Water rights for WSU golf course disputed
OLYMPIA – Washington State University’s Palouse Ridge Golf Course needs lots of water to stay green in the dry summers – more water than some people think the university has a right to use, even though state agencies have so far rejected challenges to the school’s new permits to tap decades-old groundwater rights.
But Thursday the state Supreme Court seemed to be weighing whether using water for the golf course, which opened in 2008, was contemplated in the university’s water rights, some of which date to the 1930s.
Water law “treats different uses differently,” Chief Justice Barbara Madsen said, and it matters what purpose was assigned to the water right.
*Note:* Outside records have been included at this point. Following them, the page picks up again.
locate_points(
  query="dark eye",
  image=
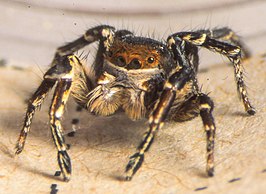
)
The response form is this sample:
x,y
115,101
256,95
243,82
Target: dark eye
x,y
134,64
150,60
121,62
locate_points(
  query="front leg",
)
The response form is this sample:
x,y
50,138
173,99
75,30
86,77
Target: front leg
x,y
104,33
225,43
176,82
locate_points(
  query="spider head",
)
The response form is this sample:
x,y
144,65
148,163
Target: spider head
x,y
133,52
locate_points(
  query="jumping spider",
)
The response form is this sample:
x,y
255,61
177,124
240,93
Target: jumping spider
x,y
141,76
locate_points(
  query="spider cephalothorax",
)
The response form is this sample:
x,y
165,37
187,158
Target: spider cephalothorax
x,y
141,76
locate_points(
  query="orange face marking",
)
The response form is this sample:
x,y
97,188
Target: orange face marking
x,y
133,56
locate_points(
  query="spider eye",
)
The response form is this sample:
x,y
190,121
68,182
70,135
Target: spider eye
x,y
134,64
121,62
151,60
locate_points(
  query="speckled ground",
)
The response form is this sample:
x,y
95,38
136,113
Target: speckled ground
x,y
29,35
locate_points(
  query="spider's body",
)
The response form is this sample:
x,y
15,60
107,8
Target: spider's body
x,y
141,76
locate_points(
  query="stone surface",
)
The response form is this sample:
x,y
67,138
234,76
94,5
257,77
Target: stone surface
x,y
29,34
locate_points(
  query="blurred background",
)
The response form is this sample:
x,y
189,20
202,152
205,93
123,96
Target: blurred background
x,y
30,31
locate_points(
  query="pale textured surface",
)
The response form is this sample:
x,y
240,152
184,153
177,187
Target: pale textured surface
x,y
101,147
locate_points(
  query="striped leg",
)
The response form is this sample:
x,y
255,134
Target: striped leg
x,y
206,107
227,35
177,81
61,95
34,103
231,51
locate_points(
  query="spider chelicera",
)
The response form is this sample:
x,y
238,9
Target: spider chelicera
x,y
141,76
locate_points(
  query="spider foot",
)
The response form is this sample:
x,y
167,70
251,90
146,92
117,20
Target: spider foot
x,y
133,165
251,111
210,171
20,145
65,164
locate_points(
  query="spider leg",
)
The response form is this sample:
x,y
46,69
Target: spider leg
x,y
227,35
176,82
66,74
103,32
61,95
231,51
34,103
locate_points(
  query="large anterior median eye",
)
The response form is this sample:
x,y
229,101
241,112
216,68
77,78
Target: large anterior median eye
x,y
134,64
120,61
150,60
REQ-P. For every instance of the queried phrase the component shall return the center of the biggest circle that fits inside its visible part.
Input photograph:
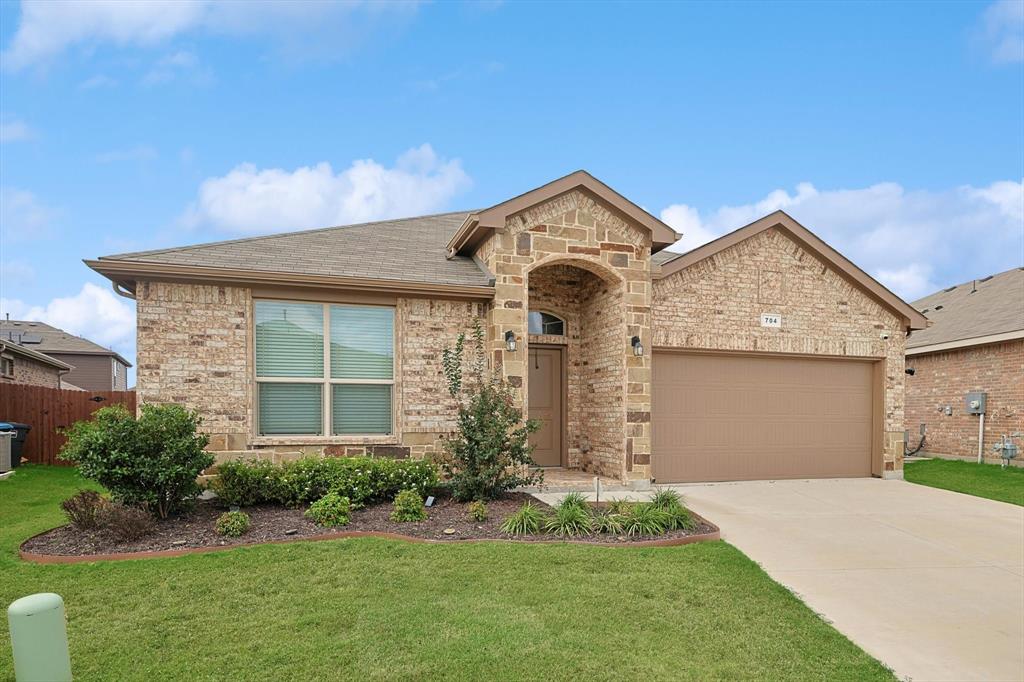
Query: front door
(546, 405)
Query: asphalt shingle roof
(403, 250)
(977, 308)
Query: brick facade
(944, 378)
(30, 371)
(716, 304)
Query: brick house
(975, 343)
(25, 366)
(763, 354)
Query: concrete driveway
(929, 582)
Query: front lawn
(380, 609)
(983, 480)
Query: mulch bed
(273, 523)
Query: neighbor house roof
(779, 219)
(15, 349)
(45, 339)
(407, 252)
(478, 225)
(985, 310)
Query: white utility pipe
(981, 437)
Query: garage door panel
(749, 417)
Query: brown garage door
(760, 417)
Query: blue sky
(893, 130)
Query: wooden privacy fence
(47, 410)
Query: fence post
(39, 638)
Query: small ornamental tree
(489, 452)
(151, 462)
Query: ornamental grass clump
(409, 507)
(330, 511)
(232, 524)
(526, 520)
(489, 453)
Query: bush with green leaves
(153, 461)
(361, 479)
(330, 511)
(644, 518)
(569, 520)
(477, 510)
(677, 516)
(232, 524)
(409, 507)
(84, 508)
(526, 520)
(489, 452)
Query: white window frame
(327, 382)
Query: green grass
(377, 609)
(983, 480)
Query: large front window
(324, 369)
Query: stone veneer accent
(194, 349)
(944, 378)
(716, 304)
(574, 229)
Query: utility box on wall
(975, 402)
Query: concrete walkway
(929, 582)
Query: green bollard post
(39, 638)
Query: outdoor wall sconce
(637, 346)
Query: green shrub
(569, 520)
(489, 452)
(232, 524)
(361, 479)
(645, 519)
(83, 509)
(574, 500)
(152, 461)
(524, 521)
(330, 511)
(677, 516)
(246, 483)
(409, 507)
(477, 511)
(126, 523)
(607, 522)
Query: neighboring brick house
(24, 366)
(975, 343)
(763, 354)
(93, 367)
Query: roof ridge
(254, 238)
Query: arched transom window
(545, 323)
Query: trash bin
(17, 442)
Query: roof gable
(481, 224)
(805, 238)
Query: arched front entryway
(576, 368)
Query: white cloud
(138, 153)
(251, 201)
(93, 312)
(912, 242)
(23, 216)
(96, 82)
(14, 131)
(1000, 31)
(47, 28)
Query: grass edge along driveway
(982, 480)
(371, 608)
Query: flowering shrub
(361, 479)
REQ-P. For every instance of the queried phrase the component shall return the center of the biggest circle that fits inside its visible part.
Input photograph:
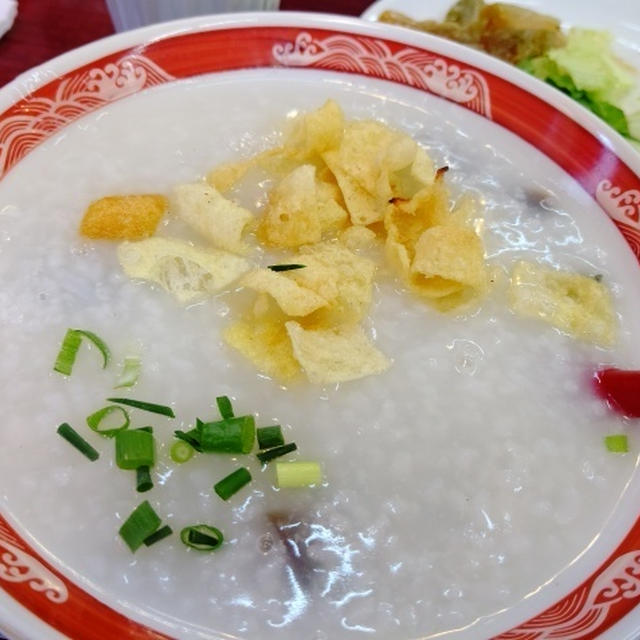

Scotty Cornelius, a local resident, the Sierra Club and the Palouse Water Conservation Network are objecting to WSU’s increased pumping of groundwater for the course at a time when the area’s Grande Ronde Aquifer is declining and farmers’ wells are dropping. They asked the state to turn down requests for new wells, contending the university was wasting water by spraying so much on the golf course on hot days that much of it was evaporating or running off the hillsides.
The university has rights that cover the water it uses, but opponents contend some of those water rights aren’t valid and should have lapsed years ago, when the university didn’t take advantage of them for more than five years.
Rachel Paschal Osborn, attorney for the group, also argued WSU was issued many of its rights under an old system that designates them for domestic use or for watering stock. The state Department of Ecology and the Pollution Control Hearings Board should not have allowed WSU to dig new wells under those old water rights, she said. Instead, state regulators said the university had municipal water rights, which would mean they couldn’t be forfeited for lack of use.
Alan Reichman, assistant state attorney general representing the Ecology Department and the hearings board, said WSU’s water rights were always considered as being for municipal purposes.
“It’s essentially a small city on the Palouse,” Reichman said of the campus.
That caused Associate Chief Justice Charles Johnson to wonder: “Is this a race to protect your water rights?’
Sarah Mack, an attorney for WSU, said the department has broad authority to regulate uses of water, and those water rights can be changed over the years, which happened as the university grew.
Opponents aren’t trying to take control of all of the university’s water rights, Osborn countered. They aren’t challenging the increases needed for growth in the community; they’re concerned about the water going to waste.
The court took the case under advisement, which typically means a decision will be announced later this year.